Distributed Tracing is a method of observing requests as they propagate through a distributed system. For an agent making tool calls, a trace provides the full end-to-end context, showing how the idempotent call fits into the larger workflow.

• Core Unit: The Span represents a single operation, such as the execution of a specific tool call with its idempotency key.
• Trace Context: A unique trace ID is propagated, often in HTTP headers, linking spans from the agent, through intermediaries, to the external API and back.
• Key Metadata: The idempotency key should be recorded as a Span Attribute on the relevant span, making it queryable during debugging to correlate logs and API-side records.

A Dead Letter Queue (DLQ) is a holding queue for messages or tool call requests that cannot be processed successfully after multiple attempts.

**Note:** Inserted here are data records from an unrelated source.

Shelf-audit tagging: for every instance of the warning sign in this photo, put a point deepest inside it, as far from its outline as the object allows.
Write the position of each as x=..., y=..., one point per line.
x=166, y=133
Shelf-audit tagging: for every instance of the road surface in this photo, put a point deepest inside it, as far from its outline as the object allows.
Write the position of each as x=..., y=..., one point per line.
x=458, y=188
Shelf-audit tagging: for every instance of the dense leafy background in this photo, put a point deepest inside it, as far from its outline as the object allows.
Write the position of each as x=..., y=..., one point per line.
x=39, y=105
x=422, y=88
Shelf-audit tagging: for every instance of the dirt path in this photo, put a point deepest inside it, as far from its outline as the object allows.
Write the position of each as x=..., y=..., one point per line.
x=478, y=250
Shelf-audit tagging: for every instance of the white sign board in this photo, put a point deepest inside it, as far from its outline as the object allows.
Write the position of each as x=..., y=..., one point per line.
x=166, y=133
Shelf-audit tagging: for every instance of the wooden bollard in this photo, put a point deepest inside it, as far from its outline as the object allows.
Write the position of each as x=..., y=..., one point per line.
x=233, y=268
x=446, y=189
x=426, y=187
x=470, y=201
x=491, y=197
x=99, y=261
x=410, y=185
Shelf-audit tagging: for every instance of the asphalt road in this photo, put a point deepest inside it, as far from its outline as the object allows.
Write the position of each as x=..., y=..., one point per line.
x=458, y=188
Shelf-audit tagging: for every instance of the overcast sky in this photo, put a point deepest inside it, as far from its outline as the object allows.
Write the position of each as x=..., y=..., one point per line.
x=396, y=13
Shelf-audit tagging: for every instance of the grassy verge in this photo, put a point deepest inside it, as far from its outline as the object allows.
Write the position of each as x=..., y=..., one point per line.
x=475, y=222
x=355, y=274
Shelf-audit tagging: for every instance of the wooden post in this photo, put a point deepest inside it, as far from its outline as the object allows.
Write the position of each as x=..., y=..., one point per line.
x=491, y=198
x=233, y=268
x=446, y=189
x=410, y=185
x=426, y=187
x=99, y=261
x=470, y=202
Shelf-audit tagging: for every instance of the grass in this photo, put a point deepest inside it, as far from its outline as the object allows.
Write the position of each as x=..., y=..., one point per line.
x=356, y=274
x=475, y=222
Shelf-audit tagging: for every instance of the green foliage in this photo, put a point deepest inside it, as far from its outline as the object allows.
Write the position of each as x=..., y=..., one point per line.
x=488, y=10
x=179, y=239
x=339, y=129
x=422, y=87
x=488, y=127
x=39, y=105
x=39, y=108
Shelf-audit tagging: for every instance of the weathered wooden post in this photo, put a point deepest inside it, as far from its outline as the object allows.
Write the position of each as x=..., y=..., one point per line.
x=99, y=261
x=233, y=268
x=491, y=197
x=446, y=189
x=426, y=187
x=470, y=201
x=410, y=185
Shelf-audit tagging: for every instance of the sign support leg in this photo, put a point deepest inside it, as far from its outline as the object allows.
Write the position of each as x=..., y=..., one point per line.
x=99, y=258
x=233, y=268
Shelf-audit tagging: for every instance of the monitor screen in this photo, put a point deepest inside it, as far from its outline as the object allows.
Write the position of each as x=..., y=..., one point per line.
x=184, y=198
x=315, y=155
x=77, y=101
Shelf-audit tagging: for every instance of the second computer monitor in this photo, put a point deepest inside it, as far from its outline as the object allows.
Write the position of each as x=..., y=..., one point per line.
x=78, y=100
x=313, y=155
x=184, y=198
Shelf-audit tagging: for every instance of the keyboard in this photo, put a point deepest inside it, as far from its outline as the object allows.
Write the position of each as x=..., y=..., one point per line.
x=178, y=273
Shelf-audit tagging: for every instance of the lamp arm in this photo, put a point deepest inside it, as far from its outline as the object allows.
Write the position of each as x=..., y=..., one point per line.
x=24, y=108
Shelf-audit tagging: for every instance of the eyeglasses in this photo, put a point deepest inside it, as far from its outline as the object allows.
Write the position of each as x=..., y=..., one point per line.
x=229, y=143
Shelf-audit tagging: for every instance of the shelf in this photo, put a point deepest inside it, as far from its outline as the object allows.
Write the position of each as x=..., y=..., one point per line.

It is a last-resort mechanism for handling persistent failures in asynchronous systems.

• Use Case: If a tool call with an idempotency key fails repeatedly due to a downstream bug or invalid data, it may be moved to a DLQ after exhausting the retry policy.
• Analysis & Replay: Engineers can inspect the failed request in the DLQ, including its idempotency key, diagnose the root cause, and potentially replay it once the issue is fixed.
• Idempotency Consideration: Replaying from a DLQ must preserve the original idempotency key to maintain the guarantee against duplicate processing.

A Service Level Objective (SLO) is a target value or range for a Service Level Indicator (SLI), forming a reliability contract. For tool calls, common SLOs are defined for success rate and latency.

• Example SLO: "99.9% of tool calls must complete successfully (HTTP 2xx) under 500ms P95 latency."
• Idempotency's Role: Idempotency keys directly support SLOs related to correctness and data integrity. They ensure that retries—which are essential for achieving high success rates in the face of transient errors—do not corrupt system state.
• Error Budget: The allowable unreliability (1 - SLO) guides how aggressively to use retries. Idempotency ensures retries consume latency/error budget without consuming data integrity budget.